Hello,
I’m having some issues with dimensionality in a multinomial softmax regression I have implemented for who will score a given goal in a football team.
I have successfully implemented the model with several numerical predictors (e.g. number of minutes played, previous average form), however I am having difficulties with categorical predictors, specifically the position each player plays.
The observations (goals scored) have the shape of number of (matches x number of players)
e.g. [[0,0,0,1,2,0,0],[0,0,0,1,0,0,0],[0,2,0,1,2,0,0]]
where each row is a match, and each position in the array corresponds to the number of goals that player scored.

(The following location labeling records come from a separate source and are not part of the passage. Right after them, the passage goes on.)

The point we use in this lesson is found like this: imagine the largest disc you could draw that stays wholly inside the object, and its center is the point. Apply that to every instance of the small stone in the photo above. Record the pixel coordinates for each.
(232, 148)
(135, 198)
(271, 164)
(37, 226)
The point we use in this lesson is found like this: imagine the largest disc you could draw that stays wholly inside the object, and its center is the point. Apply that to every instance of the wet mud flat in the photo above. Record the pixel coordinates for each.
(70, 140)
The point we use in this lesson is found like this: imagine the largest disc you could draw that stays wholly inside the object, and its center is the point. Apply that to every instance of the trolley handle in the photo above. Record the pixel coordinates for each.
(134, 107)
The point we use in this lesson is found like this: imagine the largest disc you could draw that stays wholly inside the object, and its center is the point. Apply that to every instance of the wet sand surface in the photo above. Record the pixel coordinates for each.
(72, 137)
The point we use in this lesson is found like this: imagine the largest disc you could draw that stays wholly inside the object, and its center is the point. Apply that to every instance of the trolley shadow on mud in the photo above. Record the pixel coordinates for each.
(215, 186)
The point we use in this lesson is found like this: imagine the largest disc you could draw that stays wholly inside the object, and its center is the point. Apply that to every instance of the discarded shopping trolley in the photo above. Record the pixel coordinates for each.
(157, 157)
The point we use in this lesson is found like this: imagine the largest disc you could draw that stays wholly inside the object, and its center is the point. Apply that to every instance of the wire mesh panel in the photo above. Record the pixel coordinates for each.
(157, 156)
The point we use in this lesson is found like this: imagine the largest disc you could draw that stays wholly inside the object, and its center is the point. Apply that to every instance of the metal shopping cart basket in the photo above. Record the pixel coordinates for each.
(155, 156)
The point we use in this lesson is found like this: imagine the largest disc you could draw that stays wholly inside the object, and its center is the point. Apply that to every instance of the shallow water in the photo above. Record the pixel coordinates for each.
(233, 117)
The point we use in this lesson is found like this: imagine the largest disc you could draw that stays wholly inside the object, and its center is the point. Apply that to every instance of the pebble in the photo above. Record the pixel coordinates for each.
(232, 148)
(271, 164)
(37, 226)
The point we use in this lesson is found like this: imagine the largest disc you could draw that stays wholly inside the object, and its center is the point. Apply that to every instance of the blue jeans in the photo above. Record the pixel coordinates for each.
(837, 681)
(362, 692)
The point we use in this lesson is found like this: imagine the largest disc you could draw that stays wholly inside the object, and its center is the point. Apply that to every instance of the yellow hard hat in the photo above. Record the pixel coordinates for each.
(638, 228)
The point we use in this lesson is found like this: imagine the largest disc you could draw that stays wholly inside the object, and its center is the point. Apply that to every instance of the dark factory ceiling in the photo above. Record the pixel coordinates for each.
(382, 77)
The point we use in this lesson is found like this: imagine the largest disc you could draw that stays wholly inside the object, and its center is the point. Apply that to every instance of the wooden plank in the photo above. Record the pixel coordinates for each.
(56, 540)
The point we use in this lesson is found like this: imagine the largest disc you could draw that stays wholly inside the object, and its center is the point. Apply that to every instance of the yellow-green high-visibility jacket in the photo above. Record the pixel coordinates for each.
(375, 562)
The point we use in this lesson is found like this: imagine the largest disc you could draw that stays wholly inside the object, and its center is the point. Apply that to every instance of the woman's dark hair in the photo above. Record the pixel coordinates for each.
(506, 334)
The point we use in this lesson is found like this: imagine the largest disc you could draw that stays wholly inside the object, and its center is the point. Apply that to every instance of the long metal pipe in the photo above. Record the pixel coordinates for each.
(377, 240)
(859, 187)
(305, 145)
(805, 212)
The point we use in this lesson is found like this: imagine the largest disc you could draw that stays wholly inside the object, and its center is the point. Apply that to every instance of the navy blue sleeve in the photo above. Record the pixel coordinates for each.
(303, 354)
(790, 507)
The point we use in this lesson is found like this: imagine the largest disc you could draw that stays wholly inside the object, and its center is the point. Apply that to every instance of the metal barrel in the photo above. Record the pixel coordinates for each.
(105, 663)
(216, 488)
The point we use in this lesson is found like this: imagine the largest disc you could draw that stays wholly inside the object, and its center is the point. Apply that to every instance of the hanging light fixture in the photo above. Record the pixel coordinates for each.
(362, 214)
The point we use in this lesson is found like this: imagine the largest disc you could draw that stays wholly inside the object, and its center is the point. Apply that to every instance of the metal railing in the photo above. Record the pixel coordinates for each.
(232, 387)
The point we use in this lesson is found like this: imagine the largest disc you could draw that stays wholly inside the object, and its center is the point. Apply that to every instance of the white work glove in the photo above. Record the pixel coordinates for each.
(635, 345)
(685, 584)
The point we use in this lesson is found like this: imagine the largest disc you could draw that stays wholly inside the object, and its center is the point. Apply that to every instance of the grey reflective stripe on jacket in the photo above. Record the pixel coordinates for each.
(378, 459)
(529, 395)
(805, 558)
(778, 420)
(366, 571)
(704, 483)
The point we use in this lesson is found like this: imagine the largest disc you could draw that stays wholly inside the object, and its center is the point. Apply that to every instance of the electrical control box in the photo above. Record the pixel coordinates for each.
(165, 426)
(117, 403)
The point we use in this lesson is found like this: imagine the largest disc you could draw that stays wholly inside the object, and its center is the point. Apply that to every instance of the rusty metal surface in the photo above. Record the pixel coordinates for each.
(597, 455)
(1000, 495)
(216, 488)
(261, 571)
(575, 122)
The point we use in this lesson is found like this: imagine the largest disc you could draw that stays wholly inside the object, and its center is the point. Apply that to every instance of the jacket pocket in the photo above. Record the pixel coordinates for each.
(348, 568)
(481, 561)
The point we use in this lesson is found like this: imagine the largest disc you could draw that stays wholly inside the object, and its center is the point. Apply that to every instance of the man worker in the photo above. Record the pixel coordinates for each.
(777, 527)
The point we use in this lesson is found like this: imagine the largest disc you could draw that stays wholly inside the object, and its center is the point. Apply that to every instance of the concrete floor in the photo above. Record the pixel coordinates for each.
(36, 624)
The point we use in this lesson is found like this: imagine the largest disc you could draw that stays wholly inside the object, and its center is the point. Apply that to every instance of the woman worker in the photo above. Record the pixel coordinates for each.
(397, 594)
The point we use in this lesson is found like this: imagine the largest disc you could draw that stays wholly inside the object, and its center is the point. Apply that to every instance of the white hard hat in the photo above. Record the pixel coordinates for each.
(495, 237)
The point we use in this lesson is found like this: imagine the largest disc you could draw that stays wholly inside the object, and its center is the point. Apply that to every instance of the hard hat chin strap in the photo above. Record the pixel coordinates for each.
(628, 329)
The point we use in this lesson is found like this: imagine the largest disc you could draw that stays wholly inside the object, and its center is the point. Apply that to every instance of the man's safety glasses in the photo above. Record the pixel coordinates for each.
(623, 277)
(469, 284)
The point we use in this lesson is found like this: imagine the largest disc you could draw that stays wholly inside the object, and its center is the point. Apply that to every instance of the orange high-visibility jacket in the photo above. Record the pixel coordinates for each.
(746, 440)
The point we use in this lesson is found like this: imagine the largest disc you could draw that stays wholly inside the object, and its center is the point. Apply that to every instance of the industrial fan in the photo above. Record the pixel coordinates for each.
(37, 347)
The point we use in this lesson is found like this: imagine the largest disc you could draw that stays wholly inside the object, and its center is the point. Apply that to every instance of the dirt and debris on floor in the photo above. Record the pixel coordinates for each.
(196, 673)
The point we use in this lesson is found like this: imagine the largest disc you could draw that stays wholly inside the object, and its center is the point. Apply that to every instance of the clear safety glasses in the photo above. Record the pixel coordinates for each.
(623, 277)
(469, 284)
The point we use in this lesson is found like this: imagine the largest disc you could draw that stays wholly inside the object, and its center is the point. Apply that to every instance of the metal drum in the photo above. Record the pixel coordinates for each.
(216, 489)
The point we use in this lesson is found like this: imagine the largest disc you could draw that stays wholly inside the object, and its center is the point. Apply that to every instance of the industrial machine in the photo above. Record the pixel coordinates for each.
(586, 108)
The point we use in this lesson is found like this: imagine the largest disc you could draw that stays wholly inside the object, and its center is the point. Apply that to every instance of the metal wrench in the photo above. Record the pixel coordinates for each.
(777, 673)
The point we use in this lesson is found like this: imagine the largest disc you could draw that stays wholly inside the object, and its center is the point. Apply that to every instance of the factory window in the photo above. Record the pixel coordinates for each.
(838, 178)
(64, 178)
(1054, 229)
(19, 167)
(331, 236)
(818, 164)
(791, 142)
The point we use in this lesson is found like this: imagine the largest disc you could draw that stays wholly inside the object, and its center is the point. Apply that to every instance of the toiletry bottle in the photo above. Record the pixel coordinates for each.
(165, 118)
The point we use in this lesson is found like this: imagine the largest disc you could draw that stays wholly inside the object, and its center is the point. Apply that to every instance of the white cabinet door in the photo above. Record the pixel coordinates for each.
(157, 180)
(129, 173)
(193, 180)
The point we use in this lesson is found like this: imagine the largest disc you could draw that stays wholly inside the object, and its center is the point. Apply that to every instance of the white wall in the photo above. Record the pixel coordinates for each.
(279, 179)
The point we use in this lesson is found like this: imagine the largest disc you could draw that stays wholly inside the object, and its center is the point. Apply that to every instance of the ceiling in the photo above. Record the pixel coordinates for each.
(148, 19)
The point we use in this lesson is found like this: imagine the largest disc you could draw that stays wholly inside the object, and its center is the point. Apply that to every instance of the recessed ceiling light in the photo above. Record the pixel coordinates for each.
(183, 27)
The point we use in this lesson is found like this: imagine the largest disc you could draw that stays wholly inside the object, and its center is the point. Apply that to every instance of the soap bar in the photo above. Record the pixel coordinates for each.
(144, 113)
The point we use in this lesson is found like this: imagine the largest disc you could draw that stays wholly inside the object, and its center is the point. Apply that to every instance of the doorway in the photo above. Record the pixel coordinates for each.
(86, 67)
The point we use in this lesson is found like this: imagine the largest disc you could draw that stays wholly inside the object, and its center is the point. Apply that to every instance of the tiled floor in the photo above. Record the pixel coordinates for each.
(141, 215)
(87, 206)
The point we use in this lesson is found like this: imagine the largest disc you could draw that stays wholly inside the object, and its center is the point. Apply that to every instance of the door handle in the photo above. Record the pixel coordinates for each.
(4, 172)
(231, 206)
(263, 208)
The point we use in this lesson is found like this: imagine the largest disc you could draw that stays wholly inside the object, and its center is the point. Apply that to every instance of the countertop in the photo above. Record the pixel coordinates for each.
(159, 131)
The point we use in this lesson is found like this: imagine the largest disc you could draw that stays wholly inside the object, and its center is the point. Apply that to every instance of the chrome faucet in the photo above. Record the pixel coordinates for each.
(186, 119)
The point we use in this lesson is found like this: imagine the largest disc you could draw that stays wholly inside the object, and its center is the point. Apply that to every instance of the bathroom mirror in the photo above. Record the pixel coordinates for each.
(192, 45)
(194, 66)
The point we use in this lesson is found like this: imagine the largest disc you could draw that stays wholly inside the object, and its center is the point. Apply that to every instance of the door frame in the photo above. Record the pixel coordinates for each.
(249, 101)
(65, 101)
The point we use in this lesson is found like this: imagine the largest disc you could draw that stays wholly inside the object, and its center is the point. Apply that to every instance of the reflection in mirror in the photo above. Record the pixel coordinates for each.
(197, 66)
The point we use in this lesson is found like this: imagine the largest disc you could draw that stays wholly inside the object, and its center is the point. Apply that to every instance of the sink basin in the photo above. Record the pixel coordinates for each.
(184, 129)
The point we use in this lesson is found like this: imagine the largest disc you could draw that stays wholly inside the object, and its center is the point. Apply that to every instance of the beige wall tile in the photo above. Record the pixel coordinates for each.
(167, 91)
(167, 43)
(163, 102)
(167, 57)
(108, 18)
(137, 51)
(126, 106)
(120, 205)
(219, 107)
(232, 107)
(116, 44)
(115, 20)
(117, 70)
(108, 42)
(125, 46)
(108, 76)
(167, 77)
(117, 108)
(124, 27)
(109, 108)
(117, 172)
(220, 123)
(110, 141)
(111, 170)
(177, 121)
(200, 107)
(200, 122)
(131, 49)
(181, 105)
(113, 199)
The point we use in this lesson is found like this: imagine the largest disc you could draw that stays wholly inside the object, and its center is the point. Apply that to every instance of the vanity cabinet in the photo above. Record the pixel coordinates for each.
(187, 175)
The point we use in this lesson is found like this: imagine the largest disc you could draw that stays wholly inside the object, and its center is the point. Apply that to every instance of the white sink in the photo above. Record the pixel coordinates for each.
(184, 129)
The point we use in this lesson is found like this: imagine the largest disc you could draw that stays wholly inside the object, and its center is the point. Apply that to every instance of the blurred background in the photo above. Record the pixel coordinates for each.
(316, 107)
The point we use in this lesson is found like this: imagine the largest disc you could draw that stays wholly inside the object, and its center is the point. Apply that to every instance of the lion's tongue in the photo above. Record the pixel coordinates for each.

The predictor data is in the same format:
e.g. [[GK,FW,MF,DF,MF,FW,DF],[GK,FW,FW,DF,MF,FW,DF],[GK,FW,MF,MF,MF,FW,MF]] (also numerically encoded with an index in a separate array)
Where each row is a match and each position corresponds to the player’s position in that match.
Previously I have set this up by creating separate boolean arrays for each position (e.g. Midfield array, where position is MF 1, else 0) and used the following model in pymc successfully:
with pm.Model() as pos_model:
delta_fw = pm.Normal('delta_fw')
delta_dc = pm.Normal('delta_dc')
delta_sub= pm.Normal('delta_sub')
delta_amc = pm.Normal('delta_amc')
delta_fb = pm.Normal('delta_fb')
delta_dm= pm.Normal('delta_dm')
delta_mid= pm.Normal('delta_mid')
mu_xg = pm.math.dot(fw_arr,delta_fw) + pm.math.dot(amc_arr,delta_amc)+ pm.math.dot(fb_arr,delta_fb)+ pm.math.dot(dm_arr,delta_dm)+ pm.math.dot(mid_arr,delta_mid)+ pm.math.dot(dc_arr,delta_dc)
p_xg = pm.Deterministic('p_xg', pm.math.softmax(mu_xg, axis = 1))
counts_xg = pm.Multinomial("counts_xg", n=ttens, p=p_xg, shape=(n, k), observed=gls_scored_arr)
trace = pm.sample(4000,chains=2)
However as I need to increase the complexity of the model, I would like to learn how to use coords and dims to do this without having to split it out into different arrays for each position.
E.g. delta = pm.Normal(‘delta’, shape = (nclass))
I’ve taken a look through the discourse and can’t seem to find anything similar that works, and also read up as much as possible on coords and dims in pymc to no avail… so any help on how I can do this would be greatly appreciated!